From its Europe-wide research, for example, the IPPR found that, whereas two thirds of adults in Germany would intervene if they saw a group of young people vandalising a bus shelter, in the UK only a third would do so.

The institute gave a number of reasons why British adults were less prepared to intervene than their European counterparts, including economic changes, and changes to the structure of the family and the community.

What it did not mention, however, was the way the state and professionals have, over the last decade or so, come to colonise the informal relationships between adults and children.

The privatisation of childhood that has led to a situation where parents are less inclined to support teachers, let alone other adults on the street, in disciplining their children, certainly hasn’t helped. But neither has the relentless politicisation of antisocial behaviour, and the myriad state-funded initiatives, wardens, phone lines and so on that have been set up to get professionals and the police to do the job that local adults previously did.

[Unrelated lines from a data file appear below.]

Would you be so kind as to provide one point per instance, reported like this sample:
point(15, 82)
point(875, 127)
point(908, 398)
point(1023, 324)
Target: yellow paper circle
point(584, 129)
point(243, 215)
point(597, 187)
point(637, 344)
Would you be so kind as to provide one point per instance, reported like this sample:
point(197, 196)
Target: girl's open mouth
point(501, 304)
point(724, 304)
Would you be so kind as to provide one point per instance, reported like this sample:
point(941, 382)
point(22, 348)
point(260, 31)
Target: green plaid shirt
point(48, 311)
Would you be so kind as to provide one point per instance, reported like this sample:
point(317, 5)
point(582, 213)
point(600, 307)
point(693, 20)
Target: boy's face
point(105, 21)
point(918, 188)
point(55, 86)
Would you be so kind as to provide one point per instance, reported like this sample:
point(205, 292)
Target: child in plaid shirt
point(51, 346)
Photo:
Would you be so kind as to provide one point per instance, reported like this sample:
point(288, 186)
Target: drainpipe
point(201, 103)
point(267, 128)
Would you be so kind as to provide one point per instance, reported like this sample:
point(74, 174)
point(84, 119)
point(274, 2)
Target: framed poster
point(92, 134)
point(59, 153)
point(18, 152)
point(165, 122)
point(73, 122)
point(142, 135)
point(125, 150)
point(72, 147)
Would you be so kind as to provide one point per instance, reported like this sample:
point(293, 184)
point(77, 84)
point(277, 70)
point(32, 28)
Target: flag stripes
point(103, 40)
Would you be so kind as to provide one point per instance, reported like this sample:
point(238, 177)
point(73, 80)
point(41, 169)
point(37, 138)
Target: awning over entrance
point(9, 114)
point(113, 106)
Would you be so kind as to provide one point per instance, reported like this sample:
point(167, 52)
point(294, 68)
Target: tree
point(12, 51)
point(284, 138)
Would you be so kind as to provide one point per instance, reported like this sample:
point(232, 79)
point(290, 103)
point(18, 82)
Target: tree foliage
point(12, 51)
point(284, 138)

Even worse than this, perhaps, is the way that adult-child relationships have been confused to the extent that, for many people, it is no longer clear whether you should help a child when they are distressed, or even speak to them in public.

In the end, one of the main solutions offered by the institute to the problem of adults being scared of kids, and of the socialisation of young people, is simply to call for more state regulation and supervision of young people in the form of compulsory structured youth work.

As the title Freedom’s Orphans suggests, freedom is one thing this institute has little time for. The question of how to get adults back onto the streets engaging with young people is simply ignored, while the freedom and space that young people need to help them grow up is seen as part of the problem.

That the IPPR can simply ignore the importance of freedom and of unregulated informal relationships in creating genuine communities indicates the lack of trust they have in people. For many children today, the result is that the only adults who talk to them outside the home are those who are paid to do so.